When you don’t have a TPS, the ECO will see something that isn’t working with the throttle and airflow and will try to compensate.

You won’t be able to go fast without a TPS in the vehicle and the extreme downside is driving without a TPS will burn up your catalytic converter within a few hundred miles. Catalytic converters can be expensive to replace so it would be best to go ahead and just replace the TPS rather than try to skimp by. 

Can I Replace a TPS Myself?

That depends on how comfortable you are in dealing with mechanical work, whether you have the tools and how well you can follow instructions.

Replacement of a TPS isn’t a major challenge. First, you have to disconnect the negative battery cable and then remove the sensor electrical connector. 

There are mounting screws around the sensor and those will need to come out. 

After that, you just remove the sensor, install the new sensor, and put everything back together. You will need a screwdriver, some pliers, and some towels to clean up.

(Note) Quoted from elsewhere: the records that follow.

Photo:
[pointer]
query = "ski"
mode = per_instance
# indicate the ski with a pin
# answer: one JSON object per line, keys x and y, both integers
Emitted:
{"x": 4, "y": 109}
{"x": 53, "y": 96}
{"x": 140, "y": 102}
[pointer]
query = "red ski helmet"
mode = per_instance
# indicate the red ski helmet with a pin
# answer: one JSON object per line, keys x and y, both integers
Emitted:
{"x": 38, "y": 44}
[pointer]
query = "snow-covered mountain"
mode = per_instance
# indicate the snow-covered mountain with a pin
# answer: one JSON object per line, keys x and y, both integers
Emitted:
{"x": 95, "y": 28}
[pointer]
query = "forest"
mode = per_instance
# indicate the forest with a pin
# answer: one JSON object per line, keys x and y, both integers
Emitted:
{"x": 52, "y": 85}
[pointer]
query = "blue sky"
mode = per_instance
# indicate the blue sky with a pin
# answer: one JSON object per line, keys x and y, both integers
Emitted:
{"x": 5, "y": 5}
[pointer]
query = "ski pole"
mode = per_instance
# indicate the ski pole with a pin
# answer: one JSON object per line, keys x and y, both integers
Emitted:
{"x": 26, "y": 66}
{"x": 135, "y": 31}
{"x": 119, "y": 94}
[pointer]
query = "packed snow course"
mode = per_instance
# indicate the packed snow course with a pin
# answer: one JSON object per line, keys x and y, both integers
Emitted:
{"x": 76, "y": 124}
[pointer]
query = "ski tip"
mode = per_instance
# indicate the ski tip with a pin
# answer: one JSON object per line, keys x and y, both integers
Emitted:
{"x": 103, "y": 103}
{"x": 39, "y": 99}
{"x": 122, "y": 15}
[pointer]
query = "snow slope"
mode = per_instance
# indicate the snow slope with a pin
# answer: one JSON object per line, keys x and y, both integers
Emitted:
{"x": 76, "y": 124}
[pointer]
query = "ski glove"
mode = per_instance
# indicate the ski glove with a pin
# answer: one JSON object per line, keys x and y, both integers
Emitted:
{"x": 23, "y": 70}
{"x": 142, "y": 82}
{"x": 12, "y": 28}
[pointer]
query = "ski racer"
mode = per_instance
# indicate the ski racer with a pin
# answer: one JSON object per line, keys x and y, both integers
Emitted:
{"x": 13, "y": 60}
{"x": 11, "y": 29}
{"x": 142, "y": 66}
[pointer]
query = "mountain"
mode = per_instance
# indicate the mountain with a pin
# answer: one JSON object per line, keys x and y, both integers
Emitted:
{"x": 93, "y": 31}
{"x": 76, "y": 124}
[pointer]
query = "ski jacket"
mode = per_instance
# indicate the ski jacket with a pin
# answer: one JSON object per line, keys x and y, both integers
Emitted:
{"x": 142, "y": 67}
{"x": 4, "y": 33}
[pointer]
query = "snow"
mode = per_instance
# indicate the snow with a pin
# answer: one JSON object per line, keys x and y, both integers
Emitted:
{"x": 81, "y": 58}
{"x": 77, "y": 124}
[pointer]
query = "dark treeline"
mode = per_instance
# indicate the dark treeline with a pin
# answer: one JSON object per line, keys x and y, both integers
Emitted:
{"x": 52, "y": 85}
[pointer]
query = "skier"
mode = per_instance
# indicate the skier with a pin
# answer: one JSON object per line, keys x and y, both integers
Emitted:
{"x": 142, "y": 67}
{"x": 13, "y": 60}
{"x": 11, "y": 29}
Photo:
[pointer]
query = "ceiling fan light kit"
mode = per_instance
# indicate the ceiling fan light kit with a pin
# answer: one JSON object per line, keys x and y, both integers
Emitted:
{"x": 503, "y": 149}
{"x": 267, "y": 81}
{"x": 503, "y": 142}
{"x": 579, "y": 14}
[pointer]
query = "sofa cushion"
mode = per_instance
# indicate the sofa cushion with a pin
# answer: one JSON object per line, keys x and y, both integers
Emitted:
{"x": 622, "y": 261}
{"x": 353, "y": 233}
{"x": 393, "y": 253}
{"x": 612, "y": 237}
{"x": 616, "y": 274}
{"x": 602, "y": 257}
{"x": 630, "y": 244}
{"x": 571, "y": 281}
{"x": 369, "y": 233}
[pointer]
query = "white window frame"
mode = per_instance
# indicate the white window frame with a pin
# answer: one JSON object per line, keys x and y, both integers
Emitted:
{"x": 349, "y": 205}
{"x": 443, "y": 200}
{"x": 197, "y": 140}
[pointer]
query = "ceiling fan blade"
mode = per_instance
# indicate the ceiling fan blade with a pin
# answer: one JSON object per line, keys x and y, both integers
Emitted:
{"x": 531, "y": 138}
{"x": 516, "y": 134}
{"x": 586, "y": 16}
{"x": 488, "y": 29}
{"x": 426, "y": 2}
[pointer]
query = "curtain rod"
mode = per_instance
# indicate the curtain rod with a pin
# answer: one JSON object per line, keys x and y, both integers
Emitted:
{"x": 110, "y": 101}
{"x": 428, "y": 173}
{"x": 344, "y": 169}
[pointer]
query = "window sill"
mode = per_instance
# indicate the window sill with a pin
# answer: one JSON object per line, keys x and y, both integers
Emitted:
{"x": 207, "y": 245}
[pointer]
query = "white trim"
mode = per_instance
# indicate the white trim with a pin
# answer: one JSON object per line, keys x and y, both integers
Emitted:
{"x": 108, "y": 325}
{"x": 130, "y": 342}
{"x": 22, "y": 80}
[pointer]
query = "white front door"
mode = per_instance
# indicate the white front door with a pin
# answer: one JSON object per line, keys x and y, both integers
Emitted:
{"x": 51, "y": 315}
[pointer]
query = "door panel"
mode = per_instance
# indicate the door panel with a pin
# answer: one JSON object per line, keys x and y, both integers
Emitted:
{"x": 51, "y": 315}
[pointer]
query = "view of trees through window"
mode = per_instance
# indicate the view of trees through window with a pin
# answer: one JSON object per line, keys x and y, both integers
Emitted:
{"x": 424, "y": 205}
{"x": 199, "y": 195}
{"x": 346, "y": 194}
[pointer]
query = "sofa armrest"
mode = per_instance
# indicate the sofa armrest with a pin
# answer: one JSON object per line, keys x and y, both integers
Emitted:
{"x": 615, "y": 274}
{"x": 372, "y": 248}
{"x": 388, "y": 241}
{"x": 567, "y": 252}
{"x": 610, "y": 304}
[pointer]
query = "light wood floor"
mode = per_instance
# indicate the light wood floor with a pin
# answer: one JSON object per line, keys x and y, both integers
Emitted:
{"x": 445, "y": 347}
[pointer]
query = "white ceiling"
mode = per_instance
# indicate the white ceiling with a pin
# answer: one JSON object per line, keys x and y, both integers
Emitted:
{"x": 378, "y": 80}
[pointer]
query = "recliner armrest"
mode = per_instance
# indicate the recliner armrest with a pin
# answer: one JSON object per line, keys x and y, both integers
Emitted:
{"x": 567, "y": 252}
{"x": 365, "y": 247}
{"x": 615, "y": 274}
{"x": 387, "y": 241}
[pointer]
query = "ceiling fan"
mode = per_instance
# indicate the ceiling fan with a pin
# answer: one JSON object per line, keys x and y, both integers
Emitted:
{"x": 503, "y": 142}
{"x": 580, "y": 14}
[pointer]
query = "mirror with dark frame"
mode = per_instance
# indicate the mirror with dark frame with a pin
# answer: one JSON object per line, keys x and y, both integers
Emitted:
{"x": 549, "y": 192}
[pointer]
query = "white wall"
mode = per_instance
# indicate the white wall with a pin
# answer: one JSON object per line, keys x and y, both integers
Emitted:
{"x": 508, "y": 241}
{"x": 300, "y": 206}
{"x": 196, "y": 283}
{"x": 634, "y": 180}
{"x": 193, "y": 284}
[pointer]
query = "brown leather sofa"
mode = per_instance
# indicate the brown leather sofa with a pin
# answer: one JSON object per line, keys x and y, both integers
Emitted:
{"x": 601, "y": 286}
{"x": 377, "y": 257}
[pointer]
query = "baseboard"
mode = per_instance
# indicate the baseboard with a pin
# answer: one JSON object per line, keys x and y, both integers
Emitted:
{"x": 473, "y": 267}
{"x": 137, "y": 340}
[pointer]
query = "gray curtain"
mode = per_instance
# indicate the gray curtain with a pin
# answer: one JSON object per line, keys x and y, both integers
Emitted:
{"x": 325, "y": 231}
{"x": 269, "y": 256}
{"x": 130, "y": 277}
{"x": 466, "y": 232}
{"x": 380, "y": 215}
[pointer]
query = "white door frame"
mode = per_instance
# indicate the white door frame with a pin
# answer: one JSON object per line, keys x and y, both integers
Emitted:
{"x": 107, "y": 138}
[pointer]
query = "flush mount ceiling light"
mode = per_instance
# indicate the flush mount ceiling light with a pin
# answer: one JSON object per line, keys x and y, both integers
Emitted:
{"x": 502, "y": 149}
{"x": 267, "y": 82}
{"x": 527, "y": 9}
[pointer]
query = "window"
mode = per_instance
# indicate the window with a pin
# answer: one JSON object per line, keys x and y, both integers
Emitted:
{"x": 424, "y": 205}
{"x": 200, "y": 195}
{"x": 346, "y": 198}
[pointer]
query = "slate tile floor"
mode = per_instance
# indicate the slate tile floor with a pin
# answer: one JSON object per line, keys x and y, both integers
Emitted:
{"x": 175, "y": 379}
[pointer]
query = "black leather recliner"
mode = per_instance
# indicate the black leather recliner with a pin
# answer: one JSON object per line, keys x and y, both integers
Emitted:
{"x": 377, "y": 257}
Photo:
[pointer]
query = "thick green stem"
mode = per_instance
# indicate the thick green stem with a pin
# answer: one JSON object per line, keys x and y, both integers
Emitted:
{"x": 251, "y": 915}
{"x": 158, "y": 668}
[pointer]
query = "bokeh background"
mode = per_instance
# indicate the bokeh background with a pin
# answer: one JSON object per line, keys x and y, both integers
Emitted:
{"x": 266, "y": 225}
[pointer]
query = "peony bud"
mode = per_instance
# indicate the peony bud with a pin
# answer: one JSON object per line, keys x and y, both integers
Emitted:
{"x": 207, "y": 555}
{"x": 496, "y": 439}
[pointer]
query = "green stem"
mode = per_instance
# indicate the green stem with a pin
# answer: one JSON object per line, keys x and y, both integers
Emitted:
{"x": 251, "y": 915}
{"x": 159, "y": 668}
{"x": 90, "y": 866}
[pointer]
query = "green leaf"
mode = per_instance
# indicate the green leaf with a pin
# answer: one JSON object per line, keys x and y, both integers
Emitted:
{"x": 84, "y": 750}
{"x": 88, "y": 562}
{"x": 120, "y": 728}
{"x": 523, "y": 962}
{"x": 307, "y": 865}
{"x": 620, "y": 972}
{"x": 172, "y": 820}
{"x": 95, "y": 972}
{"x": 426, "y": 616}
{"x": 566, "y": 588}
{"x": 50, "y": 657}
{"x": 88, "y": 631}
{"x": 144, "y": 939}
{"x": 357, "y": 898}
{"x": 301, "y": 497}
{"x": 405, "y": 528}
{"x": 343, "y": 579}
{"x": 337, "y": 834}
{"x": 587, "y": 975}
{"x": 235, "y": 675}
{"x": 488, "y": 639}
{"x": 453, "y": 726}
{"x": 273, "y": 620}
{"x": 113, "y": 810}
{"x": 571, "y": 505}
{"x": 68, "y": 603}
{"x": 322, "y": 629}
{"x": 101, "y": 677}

Paying attention to symptoms occurring in your vehicle will help you find a problematic TPS before it gets to be a serious issue. Replacement is a simple, inexpensive process so there is no reason to try to drive with a faulty TPS. 

Driving with a bad TPS is highly dangerous. It is to your advantage to know how to check it yourself so you can determine if you should take your vehicle to a mechanic. Knowing whether your TPS is bad will also help your mechanic dive into the problem rather than run a lot of expensive diagnostics.